Manchester Conference Tapestry panel. Photo: © Quaker Tapestry.
Time for change?
Michael Long asks whether it is time for some shape shifting
In Manchester Quaker Meeting House, which was the venue recently for Meeting for Sufferings, there is a striking image: a tapestry panel that depicts a major event in the history of nineteenth century Quakerism. The panel celebrates the Manchester Conference held in 1895 when some thousand Friends gathered in the city.
Our Society, at that time, faced the challenges of falling membership, changing demographics and generational divide. It was middle class through and through.
The Society was insular, fixed in its beliefs, sticking to scriptural and not spiritual revelation. Friends were sceptical of science. The Society was looking too much inwardly and not enough outwardly.
The Manchester Conference challenged the old thinking, and this caused a certain amount of distress to some Friends.
John Wilhelm Rowntree, who was twenty-seven years old at the time, said: ‘Friends are not bound by a heritage of creeds, and need not break with their great past to put themselves in touch with the present.’
John Rowntree envisioned a revitalised faith ‘deeper in its basis, clearer in its vision, broader in its charity… and as warm in its love’ rising out of the ‘seeming chaos’ of the modern world. Sadly, he died ten years later at the age of just thirty-six.
Frances Thompson also spoke at the Manchester Conference. She said: ‘God’s Truth is given for every age and it is our duty to welcome the Light which may just be reaching us.’
A fuller quote, which is recorded in American Quaker Chuck Fager’s excellent retelling of the Manchester Conference, is interesting:
Friends, of all people, should hail with joy the thought that knowledge of all kinds is progressive, that the Divine revelation to man is not finished, but ever unfolding, that for every age the manna of God’s truth is given, and that it is our inestimable privilege to, as well as our duty to, welcome the Light which may just be reaching us, as from some till now unseen, though none the less fixed star of Heaven. Nay more, we are guilty if we shut our eyes to it, and prefer to live by the Light vouchsafed to an earlier age.
Is our Society today challenged as Friends in the 1890s were challenged?
There was a seminal shift in our structures out of the RECAST report (Representation, Communications and Accountability in our Structures), which went before Yearly Meeting in 2005. Memorable changes included the requirement to register as charities, the introduction of trustees and the laying down of General Meetings in England.
Less well-remembered, RECAST also advocated the amalgamation or dividing of Area Meetings, freedom for Friends to make flexible arrangements for business and social contacts between different Local and Area Meetings, and an emphasis on Meetings as communities and families of Friends.

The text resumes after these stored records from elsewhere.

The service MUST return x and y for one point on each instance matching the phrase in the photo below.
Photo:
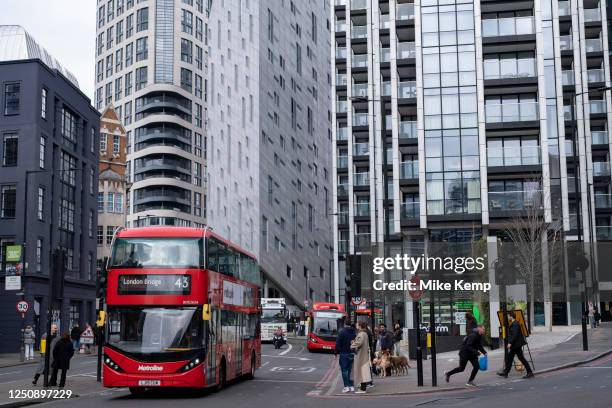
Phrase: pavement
(293, 376)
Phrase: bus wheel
(222, 376)
(251, 374)
(136, 390)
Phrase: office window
(41, 152)
(11, 98)
(43, 103)
(142, 19)
(40, 208)
(10, 149)
(69, 125)
(142, 51)
(8, 202)
(100, 235)
(116, 144)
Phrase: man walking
(343, 347)
(516, 341)
(472, 346)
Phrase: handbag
(483, 362)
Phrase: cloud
(66, 28)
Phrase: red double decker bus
(325, 322)
(183, 310)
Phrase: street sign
(23, 306)
(357, 300)
(417, 293)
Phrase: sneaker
(528, 375)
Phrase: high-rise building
(453, 117)
(112, 182)
(151, 65)
(48, 181)
(269, 139)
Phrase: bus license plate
(149, 383)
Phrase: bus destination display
(154, 284)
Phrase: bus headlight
(111, 364)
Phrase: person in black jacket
(516, 341)
(472, 346)
(343, 347)
(62, 353)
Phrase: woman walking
(361, 364)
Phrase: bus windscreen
(157, 253)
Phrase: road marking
(286, 351)
(12, 372)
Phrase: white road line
(12, 372)
(286, 351)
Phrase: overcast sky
(66, 28)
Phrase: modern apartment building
(452, 117)
(151, 65)
(112, 182)
(269, 139)
(48, 181)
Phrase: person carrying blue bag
(470, 349)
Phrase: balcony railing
(514, 200)
(603, 233)
(359, 4)
(360, 90)
(601, 168)
(410, 210)
(406, 89)
(359, 32)
(408, 129)
(566, 42)
(361, 179)
(511, 112)
(362, 209)
(592, 15)
(597, 106)
(360, 61)
(565, 8)
(363, 241)
(409, 169)
(603, 200)
(593, 45)
(567, 77)
(596, 75)
(404, 11)
(599, 137)
(513, 156)
(360, 119)
(361, 149)
(507, 26)
(406, 50)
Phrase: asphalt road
(295, 378)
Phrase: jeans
(29, 351)
(346, 366)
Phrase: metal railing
(507, 26)
(511, 112)
(409, 169)
(513, 156)
(514, 200)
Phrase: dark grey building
(49, 135)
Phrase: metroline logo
(150, 368)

A recent event at Woodbrooke, the Quaker study centre in Birmingham, brought together Friends from many different areas of activity. The Quaker Life Representative Council is made up from seventy Area Meetings, and they were joined at this gathering by Quaker Life Central Committee, Quaker Life staff and a veritable rookery of clerks: the recording clerk, Yearly Meeting clerk, the trustees clerk, the Meeting for Sufferings clerk and the co-clerks of Quaker Life Central Committee.

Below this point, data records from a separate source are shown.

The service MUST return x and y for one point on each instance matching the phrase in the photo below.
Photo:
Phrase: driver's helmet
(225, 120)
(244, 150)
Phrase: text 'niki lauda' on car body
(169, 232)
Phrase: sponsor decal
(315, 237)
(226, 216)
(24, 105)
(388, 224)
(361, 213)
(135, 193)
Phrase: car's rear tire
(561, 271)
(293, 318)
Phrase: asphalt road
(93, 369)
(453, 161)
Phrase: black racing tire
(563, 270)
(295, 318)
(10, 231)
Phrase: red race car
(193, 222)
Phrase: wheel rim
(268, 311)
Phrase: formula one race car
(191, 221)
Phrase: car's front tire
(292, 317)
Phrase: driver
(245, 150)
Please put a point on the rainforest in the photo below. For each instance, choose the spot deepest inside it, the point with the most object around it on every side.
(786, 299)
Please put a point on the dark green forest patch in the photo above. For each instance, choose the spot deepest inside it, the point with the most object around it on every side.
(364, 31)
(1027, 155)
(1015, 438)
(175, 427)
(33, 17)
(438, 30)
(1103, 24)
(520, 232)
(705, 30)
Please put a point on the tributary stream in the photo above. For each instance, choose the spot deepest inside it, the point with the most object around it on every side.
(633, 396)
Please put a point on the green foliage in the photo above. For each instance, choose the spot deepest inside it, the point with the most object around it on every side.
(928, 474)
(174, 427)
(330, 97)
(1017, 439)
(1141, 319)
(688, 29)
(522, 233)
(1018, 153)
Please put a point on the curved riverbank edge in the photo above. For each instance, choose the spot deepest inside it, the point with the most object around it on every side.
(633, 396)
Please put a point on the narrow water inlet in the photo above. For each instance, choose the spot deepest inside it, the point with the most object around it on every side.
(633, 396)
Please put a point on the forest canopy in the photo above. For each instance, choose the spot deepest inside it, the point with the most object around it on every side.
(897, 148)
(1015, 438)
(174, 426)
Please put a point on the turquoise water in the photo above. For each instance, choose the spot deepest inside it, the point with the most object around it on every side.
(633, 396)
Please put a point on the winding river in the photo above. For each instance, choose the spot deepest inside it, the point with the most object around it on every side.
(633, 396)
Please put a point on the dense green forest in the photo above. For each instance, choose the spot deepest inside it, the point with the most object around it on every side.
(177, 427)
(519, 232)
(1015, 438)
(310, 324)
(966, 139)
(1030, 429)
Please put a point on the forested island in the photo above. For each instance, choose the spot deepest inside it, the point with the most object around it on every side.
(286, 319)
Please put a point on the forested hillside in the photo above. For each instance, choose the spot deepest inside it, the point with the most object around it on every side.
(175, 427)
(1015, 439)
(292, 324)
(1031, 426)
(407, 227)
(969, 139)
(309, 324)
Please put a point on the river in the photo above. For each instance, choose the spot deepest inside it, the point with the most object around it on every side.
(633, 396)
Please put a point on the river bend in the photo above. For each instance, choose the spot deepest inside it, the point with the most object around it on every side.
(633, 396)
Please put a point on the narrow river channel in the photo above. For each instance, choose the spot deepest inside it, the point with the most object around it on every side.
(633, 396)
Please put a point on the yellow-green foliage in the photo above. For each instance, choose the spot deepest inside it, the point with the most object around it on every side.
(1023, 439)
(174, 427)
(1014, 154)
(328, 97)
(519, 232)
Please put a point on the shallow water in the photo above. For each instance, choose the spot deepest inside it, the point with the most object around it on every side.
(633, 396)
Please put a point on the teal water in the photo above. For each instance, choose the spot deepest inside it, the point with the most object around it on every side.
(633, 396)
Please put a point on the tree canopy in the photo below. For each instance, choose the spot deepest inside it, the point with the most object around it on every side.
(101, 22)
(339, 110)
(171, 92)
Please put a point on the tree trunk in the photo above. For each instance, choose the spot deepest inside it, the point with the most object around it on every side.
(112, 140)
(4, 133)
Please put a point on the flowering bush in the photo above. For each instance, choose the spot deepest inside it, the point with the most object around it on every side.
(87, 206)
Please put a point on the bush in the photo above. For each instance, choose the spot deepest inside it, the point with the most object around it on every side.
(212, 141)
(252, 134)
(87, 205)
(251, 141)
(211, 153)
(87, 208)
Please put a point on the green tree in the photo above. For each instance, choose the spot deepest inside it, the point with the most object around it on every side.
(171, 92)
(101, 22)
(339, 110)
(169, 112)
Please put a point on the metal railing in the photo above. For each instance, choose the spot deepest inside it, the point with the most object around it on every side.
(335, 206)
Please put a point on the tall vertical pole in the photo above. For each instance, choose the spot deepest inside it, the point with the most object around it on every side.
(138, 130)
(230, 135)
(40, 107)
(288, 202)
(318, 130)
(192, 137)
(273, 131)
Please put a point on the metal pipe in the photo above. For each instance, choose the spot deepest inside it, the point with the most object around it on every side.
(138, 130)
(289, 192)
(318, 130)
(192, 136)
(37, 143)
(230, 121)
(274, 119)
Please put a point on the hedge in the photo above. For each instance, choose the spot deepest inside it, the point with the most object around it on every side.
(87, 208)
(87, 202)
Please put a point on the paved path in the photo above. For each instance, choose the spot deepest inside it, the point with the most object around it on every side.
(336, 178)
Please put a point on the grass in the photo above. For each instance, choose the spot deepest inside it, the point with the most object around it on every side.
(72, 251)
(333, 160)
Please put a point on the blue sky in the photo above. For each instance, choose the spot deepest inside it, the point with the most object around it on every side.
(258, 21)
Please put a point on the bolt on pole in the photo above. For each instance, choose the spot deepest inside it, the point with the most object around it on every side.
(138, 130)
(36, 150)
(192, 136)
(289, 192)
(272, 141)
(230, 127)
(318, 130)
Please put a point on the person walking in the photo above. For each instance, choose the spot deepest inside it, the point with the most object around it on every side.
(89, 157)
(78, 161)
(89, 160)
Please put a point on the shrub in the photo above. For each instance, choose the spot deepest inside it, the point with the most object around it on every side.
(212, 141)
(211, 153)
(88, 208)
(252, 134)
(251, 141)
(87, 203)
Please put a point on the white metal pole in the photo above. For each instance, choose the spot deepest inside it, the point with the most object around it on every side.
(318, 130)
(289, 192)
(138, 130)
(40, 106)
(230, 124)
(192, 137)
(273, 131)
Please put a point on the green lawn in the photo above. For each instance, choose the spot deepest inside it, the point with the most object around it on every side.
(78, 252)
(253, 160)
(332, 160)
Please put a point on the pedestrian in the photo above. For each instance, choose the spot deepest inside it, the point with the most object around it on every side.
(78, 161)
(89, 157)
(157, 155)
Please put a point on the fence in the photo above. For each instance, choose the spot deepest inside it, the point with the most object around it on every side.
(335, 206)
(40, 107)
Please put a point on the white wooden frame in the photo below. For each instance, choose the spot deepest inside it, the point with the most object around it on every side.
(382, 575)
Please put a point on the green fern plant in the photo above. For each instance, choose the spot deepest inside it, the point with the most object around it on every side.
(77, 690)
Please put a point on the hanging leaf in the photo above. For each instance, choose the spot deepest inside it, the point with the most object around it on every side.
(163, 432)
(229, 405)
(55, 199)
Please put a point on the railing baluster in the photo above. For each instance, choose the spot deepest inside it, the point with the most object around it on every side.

During the gathering Friends tested how we practice our 360 years of Quaker heritage and how we could sustain our Society through the twenty-first century. Our central committee framework guides the practical services from Friends House to ourselves and to the outside world that our Society has discerned it is able to provide. Are we confident that framework is fit for its purpose today and is it sustainable into the next century?
Do we still need to ‘see each other’s faces’ for every meeting? Can we sustain the cost of serving about forty-five Yearly Meeting committees to which Friends are appointed? Are we future-proofing our structures by making more creative and dynamic use of the opportunities which current and future cost-effective communication technologies offer? Do our Central Committees and their separate strategies join up into an effective oneness?
Do our Area and Local Meeting structures support our beliefs, our concerns and our purpose? Or are we serving our structures at the expense of what we could be experiencing and what we could be doing? What gets in the way?
How creative can we be in how we do our business? Do we burden ourselves with responsibilities we could manage better without, or by sharing roles between Local Meetings or with neighbouring Area Meetings? Could Area Meetings become partners or combine with neighbouring Area Meetings?
What can we let go? Are we liberated enough to be able to change? What new Light can we learn from other Local and Area Meetings in our Yearly Meeting? What can we discover in the ways and means of other Yearly Meetings and their pathways to spiritual growth, Quaker practice and community service?
By sharing and listening to our stories we might yet know that we can be open for transformation – shape shifting – and that our experiential life as Quakers and Meetings can be fulfilling and sustainable.